Hyperkalemic periodic paralysis (HYPP), also known as Impressive Syndrome, is an inherited autosomal dominant disorder which affects sodium channels in muscle cells and the ability to regulate potassium levels in the blood. It is most commonly associated with horses, but also occurs in humans, where it is also called Gamstorp episodic adynamy.

Disease in humans

Although much rarer, hyperkalemic periodic paralysis has also been observed in humans. In humans the disorder causes episodes of extreme muscle weakness, usually beginning in the second decade and depending on the type and severity of the HYPP will increase or stabilize until the fourth or fifth decade where attacks usually decline and can altogether stop. Factors that can trigger attacks include rest after exercise, potassium-rich foods, stress, fatigue, certain pollutants (eg: Cigarette smoke) and periods of fasting. Muscle strength improves between attacks, although many affected people may have increasing bouts of muscle weakness as time goes on (abortive attacks). Sometimes with HYPP those affected may experience degrees of muscle stiffness and spasms (myotonia) in the affected muscles. This can be caused by the same things that trigger the paralysis, dependant on the type of mytonia. (See also paramyotonia).

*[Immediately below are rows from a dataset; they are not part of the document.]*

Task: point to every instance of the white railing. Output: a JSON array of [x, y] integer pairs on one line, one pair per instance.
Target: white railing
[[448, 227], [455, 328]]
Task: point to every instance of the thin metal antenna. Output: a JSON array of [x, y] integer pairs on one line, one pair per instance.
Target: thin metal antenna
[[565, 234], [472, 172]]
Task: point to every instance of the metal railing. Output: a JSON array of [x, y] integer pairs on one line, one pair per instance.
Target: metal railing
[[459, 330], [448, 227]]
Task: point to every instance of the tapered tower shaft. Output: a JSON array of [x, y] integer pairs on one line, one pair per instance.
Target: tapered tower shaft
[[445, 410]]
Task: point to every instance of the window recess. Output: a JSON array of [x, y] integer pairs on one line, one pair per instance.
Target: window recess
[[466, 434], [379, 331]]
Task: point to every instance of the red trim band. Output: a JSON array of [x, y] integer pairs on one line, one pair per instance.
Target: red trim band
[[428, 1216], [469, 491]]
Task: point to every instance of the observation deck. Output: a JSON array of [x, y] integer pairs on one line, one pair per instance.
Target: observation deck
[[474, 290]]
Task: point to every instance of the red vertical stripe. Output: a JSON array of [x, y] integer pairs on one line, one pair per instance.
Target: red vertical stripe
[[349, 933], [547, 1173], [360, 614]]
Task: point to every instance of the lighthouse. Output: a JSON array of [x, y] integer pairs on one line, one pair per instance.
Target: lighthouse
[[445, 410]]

Some people with hyperkalemic periodic paralysis have increased levels of potassium in their blood (hyperkalemia) during attacks. In other cases, attacks are associated with normal blood potassium levels (normokalemia). Ingesting potassium can trigger attacks in affected individuals, even if blood potassium levels do not go up.

The most common underlying cause is one of several possible point mutations in the gene SCN4A. The SCN4A gene provides instructions for making a protein that plays an essential role in muscles used for movement (skeletal muscles). For the body to move normally, these muscles must tense (contract) and relax in a coordinated way. Muscle contractions are triggered by the flow of certain positively charged atoms (ions), including sodium, into muscle cells. The SCN4A protein forms channels that control the flow of sodium ions into these cells. Mutations in the SCN4A gene alter the usual structure and function of sodium channels. The altered channels cannot properly regulate the flow of sodium ions into muscle cells, which reduces the ability of skeletal muscles to contract. Because muscle contraction is needed for movement, a disruption in normal ion transport leads to episodes of muscle weakness or paralysis.

This condition is inherited in an autosomal dominant pattern, which means one copy of the altered gene in each cell is sufficient to cause the disorder.